The chances are very good that as you read this, Carrie Hanson and her company The Seldoms are in the midst of an intercontinental creative exchange, at work on a new piece with the Taipei-based company WCdance, who came to Chicago for the first time early this month. Hanson has found a sympathetic artist in WCdance’s founder/director WenChung Lin, a former dancer with Bill T. Jones/Arnie Zane Dance Company. The partnership seems to be a felicitous one; Hanson and The Seldoms have gained a reputation for paying particular attention to place in the creation of dances, be it an unconventional venue like an empty swimming pool or a cargo container, or, most recently, a traditional venue deconstructed.
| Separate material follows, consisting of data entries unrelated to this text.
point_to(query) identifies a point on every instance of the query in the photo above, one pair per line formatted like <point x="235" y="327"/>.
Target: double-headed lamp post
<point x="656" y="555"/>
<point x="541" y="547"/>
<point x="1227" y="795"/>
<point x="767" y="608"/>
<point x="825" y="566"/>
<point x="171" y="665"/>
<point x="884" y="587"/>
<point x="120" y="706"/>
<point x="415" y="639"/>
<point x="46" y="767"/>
Their last production took place in various spots around the Harris Theater—the stairs, backstage, the bathrooms as much as they were able—in a meta-narrative about the audience experience.
Lin has dealt conceptually with space too, if not in a site-specific vein, at least in a restrictive one. He has created an ongoing series of dances (that I very much hope will be in the repertory shared part of the program) around notions of smallness, and a concept he has coined “Miniature Theater.” The first installment took place in a three-square-meter glass box, the second was set to Western and Eastern love songs in a similarly confined stage. In the third, the dancers get small, moving giant white puzzle pieces around the stage like children who have entered the world of their building blocks.
This collaboration between the companies is first in a two-parter, made possible by a MacArthur Foundation grant; we in Chicago will see the result of a month-long collaboration at the Ruth Page Center at the end of June. Then, in November, Hanson and crew travel to Taipei to work with WCdance under Lin’s direction. We can hope the fruits of those labors make it back across the Pacific as well. (Sharon Hoyer)
At the Ruth Page Center for the Arts, 1016 North Dearborn, June 28-June 30 at 8pm, July 1 at 3pm. $20.